# Presenting SHR Vermilion Dash Rip Rock JH



## sniper john (Jun 17, 2010)

As I continue to help Dash blaze a trail into areas few Vizlas have gone. Dash this season has gone 4 for 4 on his HRC/UKC Started Hunting Retriever Tests. As usual, he was the only Vizsla on the grounds. Today he titled SHR at the lone Star HRC club retriever hunt test near Bonham Texas. A tradition for a title pass, I was honored to get wet. I can't brag too much though. It was close and could have gone either way. Today thanks to Dash, it was one of the most stressful hunt tests I have run. Dash was having an off day and really tested me. At times I am sure we were entertaining for the the Judges and anyone watching. I know it was entertaining for my Wife. But somehow that duck always got to my hand. Sometimes with a looooong step. But he passed. The gunner did great. He knew exactly what I was wanting when I asked him to stand on my left while I heeled Dash on my right instead of my usual left. Which was for the gunner to get close to me and the water to help keep Dash from cheating the bank on that particular retrieve. Ended up being a pretty good day.


----------



## einspänner (Sep 8, 2012)

wow! Great work you two. He's only the second to title, right? 
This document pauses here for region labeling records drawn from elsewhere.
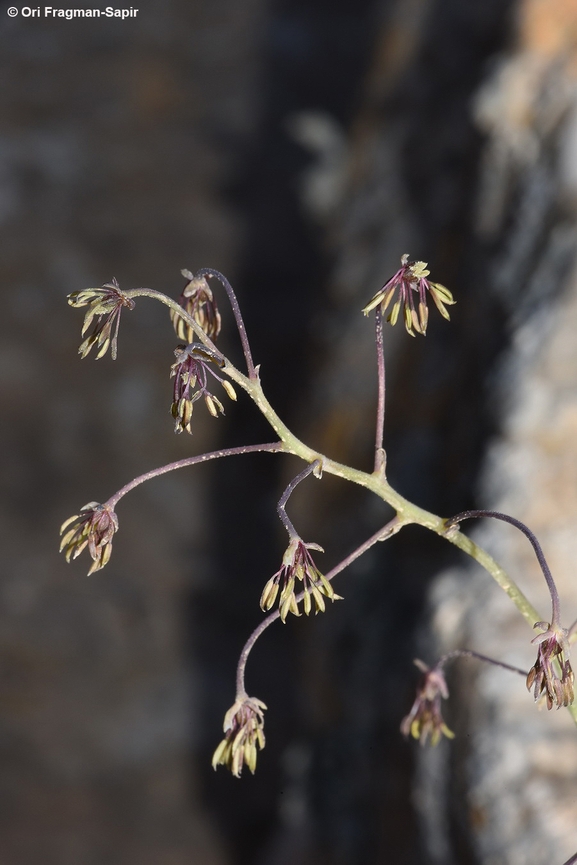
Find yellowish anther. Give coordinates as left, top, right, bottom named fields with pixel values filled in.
left=409, top=261, right=431, bottom=279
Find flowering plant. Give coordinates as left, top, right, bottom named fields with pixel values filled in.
left=61, top=255, right=577, bottom=852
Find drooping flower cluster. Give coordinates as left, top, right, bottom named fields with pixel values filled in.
left=401, top=659, right=455, bottom=745
left=260, top=538, right=342, bottom=622
left=170, top=270, right=221, bottom=343
left=68, top=279, right=134, bottom=360
left=527, top=622, right=575, bottom=709
left=363, top=254, right=455, bottom=336
left=170, top=342, right=236, bottom=433
left=212, top=694, right=266, bottom=778
left=60, top=502, right=118, bottom=576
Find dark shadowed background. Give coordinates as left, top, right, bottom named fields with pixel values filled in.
left=0, top=0, right=577, bottom=865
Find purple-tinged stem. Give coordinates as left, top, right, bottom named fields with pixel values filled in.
left=435, top=649, right=527, bottom=678
left=196, top=267, right=258, bottom=379
left=276, top=460, right=321, bottom=541
left=375, top=306, right=386, bottom=473
left=236, top=516, right=405, bottom=697
left=445, top=510, right=561, bottom=628
left=105, top=442, right=284, bottom=509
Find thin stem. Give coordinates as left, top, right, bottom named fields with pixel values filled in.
left=196, top=267, right=258, bottom=379
left=276, top=460, right=322, bottom=541
left=236, top=516, right=405, bottom=697
left=105, top=442, right=284, bottom=508
left=111, top=288, right=544, bottom=640
left=435, top=649, right=527, bottom=678
left=446, top=510, right=561, bottom=628
left=123, top=288, right=222, bottom=358
left=375, top=305, right=386, bottom=474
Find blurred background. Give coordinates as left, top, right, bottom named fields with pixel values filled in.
left=0, top=0, right=577, bottom=865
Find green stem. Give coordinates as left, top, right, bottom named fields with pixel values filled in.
left=125, top=288, right=577, bottom=723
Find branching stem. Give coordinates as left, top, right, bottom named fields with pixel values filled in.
left=236, top=517, right=405, bottom=696
left=446, top=510, right=561, bottom=628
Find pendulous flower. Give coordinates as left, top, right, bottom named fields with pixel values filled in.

Love the 2nd to last pic. So cheeky!


----------



## sniper john (Jun 17, 2010)

No, Vizslas have been able to run HRC/UKC for a long time. There are probaby a few Vizslas our there with UKC retriever titles, though I really don't know. II think there is only one or two, maybe three JHR Junior Hunting Retriever Vizslas in AKC still due to them only having been allowed to run in it for a couple years now. I guess what would be an Uncle to Dash was the first ever Vizlsa to obtain a JHR title. Dash only has one AKC pass and I doubt I will be able to get him the three more he needs this spring, but if not, I should have him ready for it in the early Fall.


----------



## einspänner (Sep 8, 2012)

Oh ok. It's late and I'm not thinking clearly. I _was_ thinking of the AKC stuff and Adele's dog. I knew Dash was related.


----------



## texasred (Jan 29, 2012)

Congratulations again, to you and Dash. 
Ya'll have accomplished a lot together, in a short period of time.


----------



## mswhipple (Mar 7, 2011)

Congratulations!! What a handsome and clever boy Dash is!! ;D ;D ;D


----------



## Iwantavizsla (Apr 15, 2014)

What a name


----------



## R E McCraith (Nov 24, 2011)

SJ - will look into this type of test in our area 4 PIKE - thank you - the majority of feathers in PIKE's mouth is from Doves & Ducks - stay & mark drives him crazy - but if first out of the blind he will beat a Lab 2 the bird - took 2yrs 4 PIKE to swim like a Lab - LOL - on bumper drills - PIKE is at his best on blind retreives - makes me and him work harder - it's always been a matter of TRUST !!!!!!!!


----------